Electing Women

A new study says that women are most likely to be elected to office in New York City, San Francisco, and Los Angeles. “At the other end are Gadsden, Ala., and Paducah and Bowling Green, Ky.”

Well, I grew up 25 miles from Paducah, and I wondered about that. Paducah had a woman mayor — no, Dolly McNutt was not a character in a Donald Duck comic book. That’s something that neither Los Angeles nor New York has had. In 1983, Kentucky elected Martha Layne Collins governor, only the third woman in American history to be elected governor without succeeding her husband. Neither New York nor California has yet had a woman governor. Collins carried McCracken County, home of Paducah, by a large margin over baseball star and future senator Jim Bunning. She also heavily carried Warren County, where Bowling Green is the county seat.

It sounds reasonable that, as the Washington Post reports,

Districts that elect women, according to [study coauthor Dennis] Simon, tend to be “upscale — more degrees, more professionals, urban.” Those less likely, he added, are “more rural, lower-income and more traditional.”

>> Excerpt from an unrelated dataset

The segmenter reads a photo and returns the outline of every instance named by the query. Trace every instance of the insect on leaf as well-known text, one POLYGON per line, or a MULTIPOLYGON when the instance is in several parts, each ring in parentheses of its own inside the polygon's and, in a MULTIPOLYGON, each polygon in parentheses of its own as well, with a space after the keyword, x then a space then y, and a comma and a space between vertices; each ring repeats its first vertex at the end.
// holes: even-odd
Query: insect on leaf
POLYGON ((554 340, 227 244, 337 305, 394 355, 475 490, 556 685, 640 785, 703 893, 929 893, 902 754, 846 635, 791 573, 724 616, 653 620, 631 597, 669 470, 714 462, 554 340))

But I’m not sure. Aside from the above comparisons of Kentucky, New York, and California, I note that the first woman elected to the U.S. Senate who did not succeed her husband in Congress was Nancy Landon Kassebaum of Kansas. Kansas was also the first state where a woman defeated an incumbent governor, and it was the second state to have two female senators. Simon may be largely right, but it’s not a slam-dunk.